In addition to the 29 OECD countries, the European Commission has been represented as the 30th negotiator throughout the MAI negotiations. Although the legal status of the Commission's role is unclear, the MAI is being treated as a matter of shared responsibility between the European Commission and the member states.35 In contrast, the Commission negotiates on behalf of the 15 member states in the World Trade Organization, a result of paragraph 113 in the Maastricht Treaty which gives the EU competence over a major part of the external trade policies of its member states. Although shared responsibility allows the Commission to play an influential role in the negotiations, it also means that the MAI will have to be ratified by the Council of Ministers. Overall, the Commission has played an increasingly important role in coordinating EU member state positions as the MAI negotiations have proceeded. This might be attributed to the ambitious leadership in the negotiations by Sir Leon Brittan of Directorate General 1 (External Economic Relations), a man well known for his aggressive, competitive approach to trade and investment matters.

The EU is simultaneously pushing for a mechanism for investment liberalization both within the OECD negotiations and in the World Trade Organization. As Sir Leon Brittan explains: "We need to tear down existing obstacles to investment and stop new hurdles being thrown up in its way. Nothing short of a comprehensive set of binding international rules will create the level playing field which is so vital for the European economy."36

Critical, Powerless Parliament

To date, the European Parliament has been granted no formal role in the MAI negotiations nor does it have the legal right to ratify or reject the agreement. However, on its own initiative, the Parliament has brought out a resolution on the MAI which will be discussed in February and most likely voted on in March 1998. The first draft of the resolution, written by German Green MEP Kreissl-Doerfler, is highly critical of both the MAI and the negotiating process, and stresses "the fact that the negotiations have hitherto been conducted in utmost secrecy, with even the parliaments being excluded".37

The draft resolution states that the MAI "reflects an imbalance between the rights and obligations of investors, guaranteeing the latter full rights and protection, while the signatory states are taking on burdensome obligations which might leave their populations unprotected". The resolution demands that binding social and environmental standards be included in the MAI, as well as a guarantee that the MAI will not lead to competition on rules in order to attract foreign investment.38 In addition, the so-called Regional Economic Integration Organization (REIO) clause is a high priority for the European Parliament, which fears that the enlargement of the EU to Central and Eastern Europe, which will involve changes in legislation and future social and environmental policies at the EU level, are threatened by the MAI. These fears are mostly based on the most favoured nation and standstill clauses in the MAI.

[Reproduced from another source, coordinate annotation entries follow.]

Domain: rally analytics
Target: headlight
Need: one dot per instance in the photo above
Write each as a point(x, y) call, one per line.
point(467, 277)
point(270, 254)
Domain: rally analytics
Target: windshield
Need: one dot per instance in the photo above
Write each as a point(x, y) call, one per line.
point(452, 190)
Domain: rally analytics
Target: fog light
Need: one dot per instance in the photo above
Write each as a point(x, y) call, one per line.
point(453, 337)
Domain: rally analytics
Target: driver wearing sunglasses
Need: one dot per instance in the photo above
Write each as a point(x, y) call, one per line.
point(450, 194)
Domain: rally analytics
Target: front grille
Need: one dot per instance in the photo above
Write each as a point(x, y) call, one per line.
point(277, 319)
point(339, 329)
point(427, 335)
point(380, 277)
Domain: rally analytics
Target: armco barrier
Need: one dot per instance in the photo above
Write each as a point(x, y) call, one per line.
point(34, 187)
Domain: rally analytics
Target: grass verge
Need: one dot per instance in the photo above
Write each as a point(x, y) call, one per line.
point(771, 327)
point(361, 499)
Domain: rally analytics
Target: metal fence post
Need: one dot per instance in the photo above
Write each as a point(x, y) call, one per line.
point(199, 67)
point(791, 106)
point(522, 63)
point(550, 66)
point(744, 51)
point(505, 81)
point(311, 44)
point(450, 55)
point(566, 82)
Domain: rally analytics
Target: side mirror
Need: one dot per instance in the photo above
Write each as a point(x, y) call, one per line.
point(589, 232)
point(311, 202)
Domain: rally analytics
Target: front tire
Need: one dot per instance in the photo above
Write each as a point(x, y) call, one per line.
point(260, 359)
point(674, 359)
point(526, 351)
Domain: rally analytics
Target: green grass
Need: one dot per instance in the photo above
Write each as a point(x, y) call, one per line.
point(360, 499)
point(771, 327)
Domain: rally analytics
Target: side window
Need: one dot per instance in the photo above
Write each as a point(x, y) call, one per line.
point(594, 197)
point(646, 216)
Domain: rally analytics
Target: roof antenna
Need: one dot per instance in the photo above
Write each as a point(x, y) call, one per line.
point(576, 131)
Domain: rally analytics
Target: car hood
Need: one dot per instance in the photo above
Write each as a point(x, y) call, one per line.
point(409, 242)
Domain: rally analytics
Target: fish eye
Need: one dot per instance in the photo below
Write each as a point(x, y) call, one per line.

The Parliament's draft resolution on the MAI ends by calling on "the parliaments and the governments of the Member States not to sign the MAI until a thorough analysis, accessible to the public, has been carried out of the impact of this agreement on legislation within the EU". The Commission, however, is under no obligation to fulfil this request. The European Parliament has demanded the right to ratify the agreement, but it remains unclear whether or not the Council of Ministers will heed this request.